There has been mixed reaction from residents on this decision. One concern is that the town will get punished by the province.
“We send them a cheque for, in Ponoka’s case about $2.1 million a year, and they turn around and give us a cheque for $1.1 million (MSI),” said Bonnett to questions on the possible loss of funds.
The reaction from the province in recent days has been muted. What the town risks is coming up against legal response from the province as the requisition is directly tied to the School Act.
Bonnett admits this is a risky move, but feels it’s time to act.
In support of the town, Mayor Nolls suggests there are other revenue streams that haven’t been considered. “We’re not asking the government to throw in extra funding. We know that there is funding in other ministries as well.”
“As much as we like to collaborate — because obviously we have four municipalities on board — the ministries themselves can collaborate where there’s possibly other streams,” Nolls added.

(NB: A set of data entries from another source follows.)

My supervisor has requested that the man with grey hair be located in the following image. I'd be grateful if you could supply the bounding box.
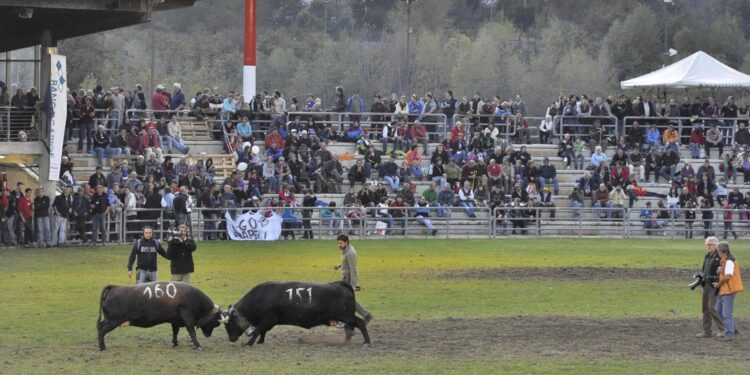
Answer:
[713,241,744,341]
[167,225,196,283]
[696,236,724,338]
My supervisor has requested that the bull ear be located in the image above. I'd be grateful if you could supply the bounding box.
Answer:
[219,313,229,324]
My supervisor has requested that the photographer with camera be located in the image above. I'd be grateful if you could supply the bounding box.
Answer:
[695,236,724,338]
[166,225,196,283]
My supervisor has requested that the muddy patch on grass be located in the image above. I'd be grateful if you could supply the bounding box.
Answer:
[292,316,750,363]
[437,267,697,283]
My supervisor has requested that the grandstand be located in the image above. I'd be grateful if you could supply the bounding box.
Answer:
[5,91,750,244]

Coun. Kevin Ferguson added his support, pointing out that while 53 per cent of the Alberta population lives in the cities, the other 47 per cent lives in communities like Ponoka.
“When driving in those cities…you tell me where the canola fields are. You tell me where the dairy barns are. You tell me where the oil rigs are,” said Ferguson.
“We deserve what everyone else gets in this province,” said Ferguson.
One resident questioned council on the decision.
Murray Mackay said that Ponoka has seen little growth over the years, about half a per cent, and he wanted to know where the money would come from to pay for the project. “We’re barely keeping up with the mortality rate in town,” stated Mackay.
Bonnett said Mackay’s facts were not accurate, pointing out that the town’s growth from 2011 to 2016 was more than that. According to Statistics Canada it is closer to 6.1 per cent.
Mackay challenged the mayor on several issues but would not allow the mayor to respond. Ferguson took issue with his comments.
“I often wonder, are you more concerned about proving your opinion or do you care about this town?” asked Ferguson.
Despite Mackay’s response that he does care, Ferguson suggested his comments were more to “ambush” the press conference.
Bonnett added that this is about economic development. “You said with the Centennial Centre (for Mental Health and Brain Injury), 50 per cent of them (employees) come from out of town. They come from out of town because those facilities are not in town.”
Mackay added his concern that council is leaving itself open for additional issues with the province. “Aren’t you scared?”
“You need to get some changes? Sometimes you need to make some bold moves,” offered Bonnett. “You don’t make omelet without cracking an egg.”